Katerina Nikolajewna sprang hastig auf, wurde über und über rot und – spuckte ihm ins Gesicht. Dann wollte sie schnell auf die Tür zugehen. Und da zog dieser Esel von Lambert den Revolver. Er hatte blind wie ein beschränkter Narr an die Wirkung des Dokumentes geglaubt, das heißt – das war das Wichtige – keine Ahnung davon gehabt, mit wem er es zu tun hatte, eben weil er, wie ich schon früher gesagt, alle Menschen für ebenso traurige Kreaturen hielt, wie er selber eine war. Vom ersten Worte an hatte er durch seine Grobheit ihre Entrüstung geweckt, während sie sonst vielleicht nicht so abgeneigt gewesen wäre, sich auf die Geldfrage einzulassen.

»Nicht von der Stelle!« brüllte er, wütend, weil sie ihn angespuckt hatte, packte sie an der Schulter und hielt ihr den Revolver vor, – natürlich nur als Schreckmittel. Sie schrie auf und sank auf den Diwan. Ich stürzte ins Zimmer; aber in demselben Augenblick stürzte auch Wersilow durch die Korridortür herein. (Er hatte dort gestanden und gewartet.) Ich hatte nicht einmal Zeit zu blinzeln, als er Lambert auch schon den Revolver entrissen und ihm aus aller Kraft mit dem Revolver auf den Kopf geschlagen hatte. Lambert strauchelte und brach bewußtlos zusammen; das Blut strömte aus seiner Kopfwunde auf den Teppich.

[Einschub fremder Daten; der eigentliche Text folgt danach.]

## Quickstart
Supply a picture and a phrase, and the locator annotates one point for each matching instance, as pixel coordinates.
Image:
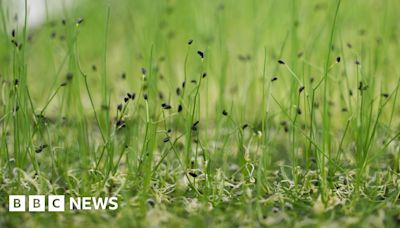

Als sie Wersilow erblickte, wurde sie auf einmal weiß wie ein Laken; ein paar Augenblicke sah sie ihn regungslos an, in unbeschreiblichem Entsetzen; dann fiel sie plötzlich in Ohnmacht. Er stürzte sich auf sie. Das alles sehe ich jetzt wie eine Art Traum vor mir. Ich weiß noch, mit welchem Entsetzen ich damals in sein rotes, fast blaues Gesicht und seine blutunterlaufnen Augen starrte. Ich denke mir, wenn er mich auch im Zimmer bemerkt hatte, so hatte er mich doch wohl nicht erkannt. Er packte die Ohnmächtige, hob sie mit unwahrscheinlicher Kraft auf seine Arme wie eine Feder und begann sie wie ein kleines Kind sinnlos im Zimmer umherzutragen. Das Zimmer war klein, aber er wanderte von einer Ecke in die andre, offenbar ohne selbst zu wissen, warum er das tat. In einem Augenblick hatte er den Verstand verloren. Er starrte ihr dabei die ganze Zeit ins Gesicht. Ich lief ihm nach und fürchtete mich besonders wegen des Revolvers, den er anscheinend vergessen hatte und mit der rechten Hand dicht neben ihrem Kopfe hielt. Aber er stieß mich einmal mit dem Ellbogen, einmal mit dem Fuße fort. Ich wollte nach Trischatow schreien, fürchtete aber, den Wahnsinnigen dadurch zu reizen. Schließlich schlug ich rasch den Vorhang zurück, und bat ihn, sie aufs Bett zu legen. Er tat es und blieb über sie gebeugt stehen, sah ihr eine Minute lang starr ins Gesicht, bückte sich plötzlich und küßte sie zweimal auf ihre bleichen Lippen. Oh, da begriff ich, daß dieser Mensch schon ganz außer sich war. Er holte mit dem Revolver aus, um nach ihr zu schlagen, schien sich dann aber zu besinnen, faßte den Revolver beim Kolben und richtete ihn auf ihr Gesicht. In demselben Augenblick packte ich aus aller Kraft seinen Arm und schrie nach Trischatow. Ich weiß noch, wie wir beide mit ihm rangen, aber es glückte ihm, seine Hand zu befreien und den Revolver auf sich abzudrücken. Er hatte sie erschießen wollen, und danach sich selbst. Aber als wir das nicht zuließen, richtete er den Revolver direkt auf sein Herz, doch ich hatte noch Zeit, seine Hand in die Höhe zu schlagen; so traf ihn die Kugel in die Schulter. In diesem Augenblick stürzte Tatjana Pawlowna mit einem Aufschrei ins Zimmer; aber er lag schon bewußtlos auf dem Teppich neben Lambert.